19
Mar
Mon nom est Mahmoud Khalil et je suis un prisonnier politique

Je vous écris depuis un centre de détention en Louisiane, où je me réveille dans le froid des matins glacés et passe de longues journées à être témoin des injustices silencieuses infligées à un grand nombre de personnes privées de toute protection légale.
Qui a le droit d’avoir des droits ? Certainement pas les humains entassés dans les cellules ici. Ce n’est pas l’homme sénégalais que j’ai rencontré, privé de sa liberté depuis un an, sa situation juridique dans l’incertitude et sa famille à un océan de distance. Ce n’est pas non plus le détenu de 21 ans que j’ai rencontré, qui est arrivé dans ce pays à l’âge de neuf ans, pour être expulsé sans même avoir eu droit à une audience. La justice échappe aux contours des centres de détention pour immigrés de cette nation.

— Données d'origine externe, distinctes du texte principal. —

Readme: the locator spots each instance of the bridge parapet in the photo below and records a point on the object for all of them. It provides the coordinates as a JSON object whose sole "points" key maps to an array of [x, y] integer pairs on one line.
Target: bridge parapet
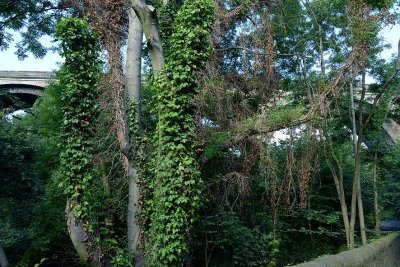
{"points": [[31, 78], [384, 252]]}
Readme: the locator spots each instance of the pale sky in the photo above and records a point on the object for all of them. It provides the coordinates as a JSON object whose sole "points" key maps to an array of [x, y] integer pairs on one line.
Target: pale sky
{"points": [[9, 61]]}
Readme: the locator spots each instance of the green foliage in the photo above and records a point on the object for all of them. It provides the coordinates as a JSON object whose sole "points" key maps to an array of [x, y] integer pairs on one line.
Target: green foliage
{"points": [[232, 242], [78, 78], [176, 184], [34, 19]]}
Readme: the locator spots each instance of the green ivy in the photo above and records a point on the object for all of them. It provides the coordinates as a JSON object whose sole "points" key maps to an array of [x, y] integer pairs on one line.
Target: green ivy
{"points": [[176, 185], [78, 77]]}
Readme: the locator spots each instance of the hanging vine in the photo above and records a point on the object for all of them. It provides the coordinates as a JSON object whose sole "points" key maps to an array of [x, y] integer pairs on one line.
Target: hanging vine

Le 8 mars, des agents du DHS m’ont arrêté sans mandat, m’ont accosté, ainsi que mon épouse, alors que nous rentrions d’un dîner. Les images de cette nuit-là sont désormais publiques. Avant même de comprendre ce qui se passait, les agents m’ont menotté et forcé à monter dans une voiture banalisée. À ce moment-là, ma seule préoccupation était la sécurité de Noor.
Je n’avais aucune idée si elle serait arrêtée elle aussi, car les agents l’avaient menacée de l’incarcérer pour ne pas s’être éloignée de moi. Pendant des heures, le DHS ne m’a donné aucune information : je ne savais ni pourquoi j’avais été arrêté ni si j’allais être expulsé immédiatement. À 26 Federal Plaza, j’ai dormi à même le sol glacé. Aux premières heures du matin, les agents m’ont transféré dans un autre centre, à Elizabeth, dans le New Jersey.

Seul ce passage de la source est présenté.